1Bioengineering, UCSF & UC Berkeley, San Francisco, CA, United States, 2Department of Radiology and Biomedical Imaging, UCSF, San Francisco, CA, United States

Synopsis

We designed and optimized a dynamic double spin echo (DSE) acquisition scheme for hyperpolarized(HP) 13C metabolites dynamic diffusion weighted imaging(DWI). Compared to traditional DSE sequence, our sequence could provide higher SNR for longer dynamic imaging duration. Our studies on TRAMP mice indicate a dynamic change of HP lactate ADC over time, which might have potential to improve the assessment of aggressive cancers.

Introduction

Hyperpolarized (HP) 13C MRI has shown strong potential to non-invasively image cancer, most commonly through imaging the metabolic conversion of [1-13C]pyruvate to [1-13C]lactate[1,2]. HP 13C MRI also has the potential to measure the efflux of lactate from the intra to extra cellular environment, which has been shown to be increased in multiple tumor types including renal, prostate, and breast cancer[3,4,5]. In vivo measurements of lactate efflux have used diffusion weighted imaging (DWI), which relies on spin-echo (SE) based approaches to separate intra and extra cellular metabolite signals[7,8]. However, there are a number of challenges for SE based sequences, such as magnetization saturation due to imperfect refocus pulses[6] and the limited coil volume[9], as well as signal modulations due to slice profile effects[10]. Previously, we designed a slice-selective double spin echo (ss-DSE) to overcome the drawbacks mentioned above. In this work, we extended previous work to dynamic DWI as an optimized ss-DSE sequence.

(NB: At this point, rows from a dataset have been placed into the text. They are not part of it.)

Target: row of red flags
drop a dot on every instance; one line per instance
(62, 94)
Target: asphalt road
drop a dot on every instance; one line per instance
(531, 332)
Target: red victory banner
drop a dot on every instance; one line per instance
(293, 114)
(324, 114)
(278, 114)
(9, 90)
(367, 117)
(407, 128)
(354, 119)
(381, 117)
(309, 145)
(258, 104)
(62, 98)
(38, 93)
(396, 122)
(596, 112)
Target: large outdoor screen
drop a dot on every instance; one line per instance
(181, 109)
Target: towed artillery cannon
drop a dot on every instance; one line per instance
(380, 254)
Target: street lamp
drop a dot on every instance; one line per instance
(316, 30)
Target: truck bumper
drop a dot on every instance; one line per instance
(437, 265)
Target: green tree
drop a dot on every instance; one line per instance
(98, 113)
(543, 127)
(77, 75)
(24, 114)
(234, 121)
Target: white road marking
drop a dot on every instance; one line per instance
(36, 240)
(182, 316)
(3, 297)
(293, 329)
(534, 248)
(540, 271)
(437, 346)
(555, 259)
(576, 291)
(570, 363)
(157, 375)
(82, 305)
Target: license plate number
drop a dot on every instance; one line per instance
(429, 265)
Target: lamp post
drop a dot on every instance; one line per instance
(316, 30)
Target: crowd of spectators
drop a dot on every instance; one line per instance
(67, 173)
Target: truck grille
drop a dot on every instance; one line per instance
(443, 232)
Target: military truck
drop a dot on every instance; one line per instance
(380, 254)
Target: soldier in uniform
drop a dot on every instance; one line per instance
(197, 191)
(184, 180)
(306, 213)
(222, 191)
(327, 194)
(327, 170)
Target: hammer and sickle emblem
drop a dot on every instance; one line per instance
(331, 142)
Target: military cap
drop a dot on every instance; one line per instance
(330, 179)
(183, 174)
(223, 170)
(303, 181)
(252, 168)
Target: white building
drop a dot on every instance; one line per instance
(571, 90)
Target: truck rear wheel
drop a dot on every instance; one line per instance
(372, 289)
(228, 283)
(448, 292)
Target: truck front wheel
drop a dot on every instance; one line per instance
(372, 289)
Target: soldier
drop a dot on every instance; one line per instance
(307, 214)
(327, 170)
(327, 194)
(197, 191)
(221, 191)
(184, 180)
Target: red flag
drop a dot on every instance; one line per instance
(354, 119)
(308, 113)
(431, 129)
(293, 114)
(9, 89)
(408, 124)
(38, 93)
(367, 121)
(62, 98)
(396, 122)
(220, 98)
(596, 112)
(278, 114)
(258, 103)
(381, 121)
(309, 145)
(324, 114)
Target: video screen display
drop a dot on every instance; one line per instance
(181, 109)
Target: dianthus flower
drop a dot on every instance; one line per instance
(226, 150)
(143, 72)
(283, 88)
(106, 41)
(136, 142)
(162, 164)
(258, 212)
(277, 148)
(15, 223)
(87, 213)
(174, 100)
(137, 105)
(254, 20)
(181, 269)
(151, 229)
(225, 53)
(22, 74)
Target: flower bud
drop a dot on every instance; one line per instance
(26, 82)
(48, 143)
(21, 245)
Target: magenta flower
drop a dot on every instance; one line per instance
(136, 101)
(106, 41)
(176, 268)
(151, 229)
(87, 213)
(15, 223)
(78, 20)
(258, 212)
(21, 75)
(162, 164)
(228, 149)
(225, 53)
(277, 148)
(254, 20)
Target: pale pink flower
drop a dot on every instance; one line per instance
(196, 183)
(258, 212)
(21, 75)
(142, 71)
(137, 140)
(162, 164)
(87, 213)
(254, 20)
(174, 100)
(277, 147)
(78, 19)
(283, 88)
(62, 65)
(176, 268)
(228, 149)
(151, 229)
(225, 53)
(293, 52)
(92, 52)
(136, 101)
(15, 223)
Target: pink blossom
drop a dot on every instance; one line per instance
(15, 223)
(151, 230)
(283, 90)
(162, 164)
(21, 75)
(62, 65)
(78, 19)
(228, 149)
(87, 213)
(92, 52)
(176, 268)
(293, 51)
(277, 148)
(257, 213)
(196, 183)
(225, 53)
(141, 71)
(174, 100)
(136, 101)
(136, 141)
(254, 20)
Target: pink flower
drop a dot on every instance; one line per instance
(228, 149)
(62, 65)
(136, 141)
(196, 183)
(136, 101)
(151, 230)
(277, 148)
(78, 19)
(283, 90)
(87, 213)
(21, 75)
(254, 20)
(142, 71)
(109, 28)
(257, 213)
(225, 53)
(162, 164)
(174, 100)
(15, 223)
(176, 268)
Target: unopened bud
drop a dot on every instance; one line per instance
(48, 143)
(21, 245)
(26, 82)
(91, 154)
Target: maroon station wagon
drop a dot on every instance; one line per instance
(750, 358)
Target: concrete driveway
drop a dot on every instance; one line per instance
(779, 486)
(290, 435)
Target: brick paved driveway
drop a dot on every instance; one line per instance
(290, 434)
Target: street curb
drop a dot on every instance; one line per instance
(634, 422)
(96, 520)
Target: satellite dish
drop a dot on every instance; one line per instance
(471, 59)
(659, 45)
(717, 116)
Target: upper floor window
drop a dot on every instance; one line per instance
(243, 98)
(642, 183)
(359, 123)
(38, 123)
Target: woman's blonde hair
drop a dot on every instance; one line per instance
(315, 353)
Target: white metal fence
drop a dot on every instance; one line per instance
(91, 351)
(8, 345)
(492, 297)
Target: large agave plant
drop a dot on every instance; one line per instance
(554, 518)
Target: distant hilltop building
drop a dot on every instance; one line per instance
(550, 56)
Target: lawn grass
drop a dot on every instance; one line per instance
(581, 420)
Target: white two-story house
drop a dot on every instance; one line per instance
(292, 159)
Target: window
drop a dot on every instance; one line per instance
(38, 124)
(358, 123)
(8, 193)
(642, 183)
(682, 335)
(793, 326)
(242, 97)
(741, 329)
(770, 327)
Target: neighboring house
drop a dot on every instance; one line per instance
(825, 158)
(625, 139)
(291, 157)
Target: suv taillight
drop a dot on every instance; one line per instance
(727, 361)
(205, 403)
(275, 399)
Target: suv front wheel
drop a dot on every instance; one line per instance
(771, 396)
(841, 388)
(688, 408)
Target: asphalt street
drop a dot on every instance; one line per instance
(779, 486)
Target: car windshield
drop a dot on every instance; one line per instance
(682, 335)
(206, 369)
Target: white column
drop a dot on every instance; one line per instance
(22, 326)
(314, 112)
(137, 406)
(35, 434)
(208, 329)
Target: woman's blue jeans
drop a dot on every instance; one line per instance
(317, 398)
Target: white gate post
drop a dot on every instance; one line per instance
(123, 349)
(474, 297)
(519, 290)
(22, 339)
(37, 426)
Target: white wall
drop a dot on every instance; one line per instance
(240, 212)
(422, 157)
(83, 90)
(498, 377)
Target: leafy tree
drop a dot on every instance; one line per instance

As the injected HP compound is the only source contributing to the imaging signal, dynamic DWI might provide more information related to the perfusion, metabolism, and efflux of HP metabolites.

Methods

ss-DSE design

In previous work, we described the details about design our ss-DSE and compared to the ns-DSE[13]. According to Fig.1(1), the ss-DSE showed a smaller saturation effects than the ns-DSE sequence, and in (2), the optimized high bandwidth pulse had a smaller transition area (1.2mm) than the low bandwidth pulse (4.2mm).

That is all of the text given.